Hardware, scaling and storage

Scaling

Real-world applications need scaling to handle varying loads on the system. Kapstan provides two scaling options:

Manual

If you want to tightly control the number of replicas your service is running, you can select manual scaling. To manually scale the service, follow these steps:

Select "Manual Scaling".
Enter the number of pods you want to run.
Click on "Save".

note

By default Kapstan provisions one replica per service.

Auto Scaling

You can choose this option to auto-scale based on the CPU or Memory utilization of the service. To enable the auto-scaling, select "Auto Scaling" and then set the following parameters:

Minimum Pods: The minimum number of pod replicas that the service can scale down to in case of low resource consumption.
Maximum Pods: The maximum number of pod replicas that the service can scale up to in case of high resource consumption.
Target CPU Utilization: Average target CPU utilization which the system needs to maintain. It is set at 60% by default. Kapstan will take this as an input to scale the pods up or down if the current value is higher or lower than the set target.
Target Memory Utilization: Average target memory utilization which the system needs to maintain. It is set at 60% by default. Kapstan will take this as an input to scale the pods up or down if the current value is higher or lower than the set target.

Auto Scaling Triggers

Scaling based on CPU and Memory utilization is generally sufficient for most applications. However, there are scenarios where scaling based on external metrics is more effective. To address these use cases, Kapstan supports the concept of triggers. Triggers allow you to scale your applications based on various external metrics, providing more granular control and flexibility in managing service load. Currently, Kapstan supports AWS SQS as a trigger, and we plan to add more triggers in the future to enhance our scaling capabilities.
This setup, powered by KEDA (Kubernetes Event-Driven Autoscaling), ensures that your service can handle varying loads effectively.

AWS SQS

For applications using AWS SQS queue, auto-scaling can be achieved based on the length of the SQS queue. To enable this feature, select "SQS" as the trigger type and then set the parameters

Queue: Select one of your SQS queue services or enter URL of the desired SQS queue.
Queue Length: The queue length parameter defines the maximum number of messages that a single instance of the service can handle concurrently. For example, if the Queue Length is set to 10:
- If the SQS queue has 9 pending messages, 1 instance of the service will be running.
- If the SQS queue has 15 pending messages, 2 instances of the service will be running.
- If the SQS queue has between 21 and 30 pending messages, 3 instances of the service will be running.

This scaling mechanism ensures that the number of service instances dynamically adjusts based on the queue length, optimizing resource utilization.

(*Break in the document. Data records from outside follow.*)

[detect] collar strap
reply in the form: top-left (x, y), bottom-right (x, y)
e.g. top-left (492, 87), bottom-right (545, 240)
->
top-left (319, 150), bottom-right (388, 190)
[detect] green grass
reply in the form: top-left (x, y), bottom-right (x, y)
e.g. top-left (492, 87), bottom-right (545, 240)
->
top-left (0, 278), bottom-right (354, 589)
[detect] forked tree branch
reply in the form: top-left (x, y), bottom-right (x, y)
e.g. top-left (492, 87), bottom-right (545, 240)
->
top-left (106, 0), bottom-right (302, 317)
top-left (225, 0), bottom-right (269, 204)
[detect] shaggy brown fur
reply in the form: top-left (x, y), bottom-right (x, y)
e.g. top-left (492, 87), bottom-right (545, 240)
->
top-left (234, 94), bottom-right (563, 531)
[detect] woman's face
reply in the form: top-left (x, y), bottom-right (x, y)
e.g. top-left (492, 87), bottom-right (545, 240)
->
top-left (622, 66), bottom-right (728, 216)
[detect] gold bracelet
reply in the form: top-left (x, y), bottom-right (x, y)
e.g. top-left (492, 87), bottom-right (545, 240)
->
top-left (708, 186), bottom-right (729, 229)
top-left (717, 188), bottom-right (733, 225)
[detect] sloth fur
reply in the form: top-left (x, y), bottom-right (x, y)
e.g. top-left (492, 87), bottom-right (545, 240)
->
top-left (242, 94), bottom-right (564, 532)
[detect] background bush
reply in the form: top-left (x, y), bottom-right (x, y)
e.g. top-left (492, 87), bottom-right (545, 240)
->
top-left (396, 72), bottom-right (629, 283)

Schedule-based Autoscaling

There are scenarios where you want your service to scale up or down automatically based on a fixed schedule, rather than resource usage or queue length. For example, you may want to increase the number of service instances during business hours and scale down during off-peak times to save costs. Schedule-based autoscaling is ideal for predictable workloads, such as:

Batch processing jobs that run at specific times.
Applications with known peak and off-peak hours (e.g., 9 AM to 6 PM).
Cost optimization by reducing resources during nights or weekends.

How to Configure a Schedule-based Autoscaling Trigger

Kapstan supports schedule-based autoscaling using KEDA's Cron trigger. This allows you to define time windows and the desired number of replicas for your service.

To configure a schedule-based trigger:

Navigate to the Scaling Tab
Go to your service's configuration and select the "Scaling" tab.
Add a New Trigger
Click on "+ Add trigger" and select Schedule as the trigger type.
Fill in the Schedule Details
- Name: Enter a name for your schedule (e.g., business-hours-scale-up).
- Scale to: Specify the number of replicas you want during the scheduled time window.
- Start time: Set the time when scaling should begin (e.g., 09:00).
- End time: Set the time when scaling should end (e.g., 18:00).
- Timezone: Select the appropriate timezone for your schedule.

Save the Configuration
Click "Save" to apply the schedule-based scaling rule.
Result
Your service will automatically scale to the specified number of replicas during the defined time window and revert to the default or another scaling rule outside this window.

Example

Suppose you want your service to run 5 replicas from 9:00 AM to 6:00 PM (UTC+05:30), and scale down to 1 replica outside these hours. You would:

Set Scale to: 5
Start time: 09:00
End time: 18:00
Timezone: Asia/Kolkata (UTC+05:30)

Kapstan will ensure your service scales up and down according to this schedule, optimizing resource usage and cost.

Kafka

Coming Soon

Hardware

Architecture: You can choose the underlying architecture to run your service:

ARM64: Choose this if your service image is built for ARM64 architecture
AMD64/x86-64: Choose this if your service image is built for AMD64/x86-64 architecture
Any: Choose this if your service image is built for both ARM64 and AMD64/x86-64 architectures

Run on Spot enables your service to use spot instances—spare compute resources offered at a lower price than standard (on-demand) instances. Spot instances are suitable for fault-tolerant workloads that can handle interruptions, as these resources may be reclaimed by the cloud provider at any time. If spot instances are unavailable, Kapstan will automatically switch to on-demand instances to maintain service availability.

When to use:

Lower your infrastructure costs for stateless services, batch jobs, or workloads that can tolerate restarts or interruptions.

Resources

You can allocate CPU and memory resources to your container based on your service's requirements. The following options are available in the Resources tab:

Requested CPU: Enter the number of CPU cores your container should request. The UI displays the value as a fraction of the total available cores (e.g., 0.25 / 16 core).
Requested Memory: Select the amount of memory (RAM) your container should request from the dropdown. The UI displays the value as a fraction of the total available memory (e.g., 256 MB / 32 GB).
Run on GPU: Enable this toggle if your service requires a GPU. This option is only available when the architecture is set to AMD64/x86-64. A note and link to the architecture setting are shown in the UI when this option is available.

info

Learn more about CPU cores.

GPU-based service example

This is an example for how you can setup a simple GPU based service that does a vector addition using a community-built docker image.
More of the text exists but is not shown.